Woodwalkers #2 A Dangerous Friendship – Katja Brandis

Translated by Rachel Ward

Arctis, March 23

It’s New Year and a new term is beginning at Clearwater High. The young shape-shifter Carag is excited to go on his first study expeditions into the human world with his friends.

Me, In Between – Julya Rabinowich 

Translated by Claire Storey 

Andersen Press, January 2022

Madina’s family have fled war to seek asylum in Europe and begin a hopeful new life. An ordinary world of fitting in at school, learning the language and forging friendships lies before Madina. Yet she finds herself caught between her new life and her traumatic memories of the past. With the endless wait to be granted asylum, and her anxious father growing ever more controlling, can Madina find the path that’s right for her?

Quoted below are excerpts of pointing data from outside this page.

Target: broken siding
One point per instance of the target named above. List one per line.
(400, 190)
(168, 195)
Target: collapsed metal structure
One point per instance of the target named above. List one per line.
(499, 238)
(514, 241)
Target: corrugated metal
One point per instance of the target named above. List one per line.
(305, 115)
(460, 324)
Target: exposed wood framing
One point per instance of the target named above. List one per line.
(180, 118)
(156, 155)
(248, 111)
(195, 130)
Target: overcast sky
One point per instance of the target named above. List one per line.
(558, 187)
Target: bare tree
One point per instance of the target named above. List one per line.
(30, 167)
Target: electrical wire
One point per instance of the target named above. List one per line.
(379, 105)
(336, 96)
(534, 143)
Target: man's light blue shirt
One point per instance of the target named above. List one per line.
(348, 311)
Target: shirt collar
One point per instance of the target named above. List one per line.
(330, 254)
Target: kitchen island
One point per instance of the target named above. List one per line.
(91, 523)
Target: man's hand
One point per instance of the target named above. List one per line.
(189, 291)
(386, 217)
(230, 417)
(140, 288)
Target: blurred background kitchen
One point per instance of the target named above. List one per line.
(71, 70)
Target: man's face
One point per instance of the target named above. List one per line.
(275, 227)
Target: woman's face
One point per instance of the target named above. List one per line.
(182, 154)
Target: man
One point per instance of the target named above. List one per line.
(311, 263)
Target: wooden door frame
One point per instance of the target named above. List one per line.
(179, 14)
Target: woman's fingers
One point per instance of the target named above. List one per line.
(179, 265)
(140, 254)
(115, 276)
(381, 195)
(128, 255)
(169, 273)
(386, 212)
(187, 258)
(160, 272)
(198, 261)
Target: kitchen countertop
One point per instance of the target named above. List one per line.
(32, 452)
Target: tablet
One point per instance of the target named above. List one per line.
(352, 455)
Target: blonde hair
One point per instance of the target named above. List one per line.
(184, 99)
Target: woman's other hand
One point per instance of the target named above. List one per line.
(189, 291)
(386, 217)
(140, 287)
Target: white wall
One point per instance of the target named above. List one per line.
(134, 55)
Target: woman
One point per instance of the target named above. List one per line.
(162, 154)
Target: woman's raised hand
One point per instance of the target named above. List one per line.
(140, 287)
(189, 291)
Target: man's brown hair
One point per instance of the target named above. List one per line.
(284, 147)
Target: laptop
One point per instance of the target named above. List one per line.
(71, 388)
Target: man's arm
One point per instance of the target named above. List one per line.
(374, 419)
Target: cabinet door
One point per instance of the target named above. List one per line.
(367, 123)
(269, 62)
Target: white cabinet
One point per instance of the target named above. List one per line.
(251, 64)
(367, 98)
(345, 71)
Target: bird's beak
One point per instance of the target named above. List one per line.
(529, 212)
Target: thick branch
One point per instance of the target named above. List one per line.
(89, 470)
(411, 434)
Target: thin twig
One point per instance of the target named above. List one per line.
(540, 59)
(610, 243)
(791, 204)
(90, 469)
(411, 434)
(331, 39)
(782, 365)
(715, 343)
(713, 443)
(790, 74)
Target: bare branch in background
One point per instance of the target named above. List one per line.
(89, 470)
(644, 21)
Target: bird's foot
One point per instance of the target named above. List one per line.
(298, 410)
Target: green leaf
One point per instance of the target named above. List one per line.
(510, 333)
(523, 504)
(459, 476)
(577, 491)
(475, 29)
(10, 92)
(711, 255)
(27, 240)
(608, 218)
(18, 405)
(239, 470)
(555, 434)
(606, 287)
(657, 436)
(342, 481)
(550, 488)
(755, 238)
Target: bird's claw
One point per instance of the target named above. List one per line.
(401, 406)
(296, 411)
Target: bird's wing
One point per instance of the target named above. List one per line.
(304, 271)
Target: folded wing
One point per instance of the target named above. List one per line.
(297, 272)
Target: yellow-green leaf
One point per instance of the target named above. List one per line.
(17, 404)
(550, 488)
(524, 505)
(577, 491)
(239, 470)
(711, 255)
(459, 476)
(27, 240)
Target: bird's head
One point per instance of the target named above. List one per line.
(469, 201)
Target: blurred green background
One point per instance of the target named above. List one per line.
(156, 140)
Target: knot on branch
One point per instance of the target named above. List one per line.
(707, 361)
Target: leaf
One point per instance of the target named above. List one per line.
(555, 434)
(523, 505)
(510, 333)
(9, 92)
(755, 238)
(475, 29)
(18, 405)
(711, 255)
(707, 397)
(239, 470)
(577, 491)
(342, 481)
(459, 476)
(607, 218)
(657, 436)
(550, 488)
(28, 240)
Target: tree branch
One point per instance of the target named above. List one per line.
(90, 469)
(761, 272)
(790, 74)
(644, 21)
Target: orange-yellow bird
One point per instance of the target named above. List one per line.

Claire Storey’s skilful idiom plays a considerable part in making this challenging story readily accessible to UK readers

Books for Keeps, May 2022

Read an extract from Book Two Us, In Between on the website of the Litrix programme. English Rights available.

Poetry

The Trilogy of Surfaces and Invisibilities – Nora Gomringer Translated by Annie Rutherford
Burning Eye Books, September 2022

Combining the collections Monster Poems, Morbus and Fashions, Nora Gomringer’s trilogy offers a modern anthropology. Gomringer shines a light on the all-too-human, plays with the superficial and loves the invisible. Accompanied by Reimar Limmer’s illustrations, these poems unpick ideas around the monstrous, the inscribed and gendered body and the face we present to the people around us. Packed with pop culture references and always casting an eye back to where we came from, The Trilogy of Surfaces and Invisibilities is a call for a radical humanism.